Le ton a été donné par le PS. Il ne veut en principe aucune neutralité, afin de pouvoir décider au cas par cas quel État lui convient et lequel ne lui convient pas. De plus, le PS est opposé à une armée suisse. Il ne peut donc pas être en faveur de la neutralité suisse. Incompréhensible est le refus du PLR. Le PLR souhaite s’aligner sur la politique de sécurité contraire à la neutralité de l’OTAN et de l’UE. Mais une question se pose: qu’est-il le plus probable? Que l’OTAN et l’UE viennent à notre secours en cas d’attaque contre la Suisse, ou que des soldats suisses doivent mourir à l’étranger pour l’OTAN et l’UE?

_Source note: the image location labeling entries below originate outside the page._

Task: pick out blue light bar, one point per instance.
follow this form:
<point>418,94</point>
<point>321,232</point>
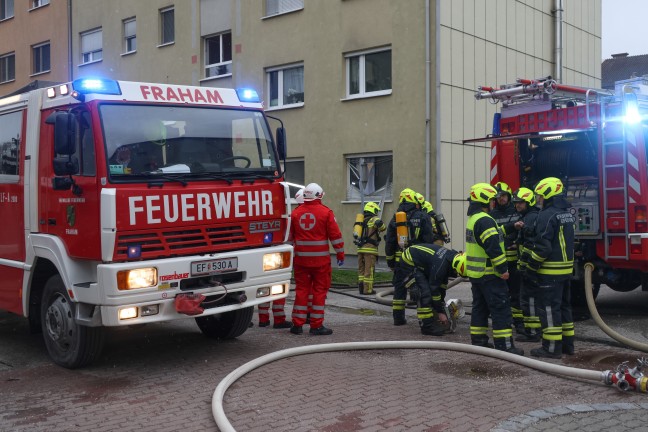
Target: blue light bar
<point>248,95</point>
<point>97,86</point>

Parce que le Conseil national et le Conseil des États ont voté différemment sur la contre-proposition, les représentants favorables à la neutralité ont été rapidement remplacés par des opposants lors de la conférence de conciliation par le PLR et Le Centre. Les membres des groupes parlementaires ont accepté cela sans broncher!
On rapporte de Berne que le conseiller fédéral Ignazio Cassis aurait déclaré en commission que la Suisse devrait s’excuser devant le monde si elle inscrivait la neutralité perpétuelle et armée dans la Constitution. Bien entendu: s’excuser pour l’un des piliers de notre État, qui a épargné à notre pays la guerre depuis plus de deux cents ans. Les destructeurs de la Suisse ont fait du chemin.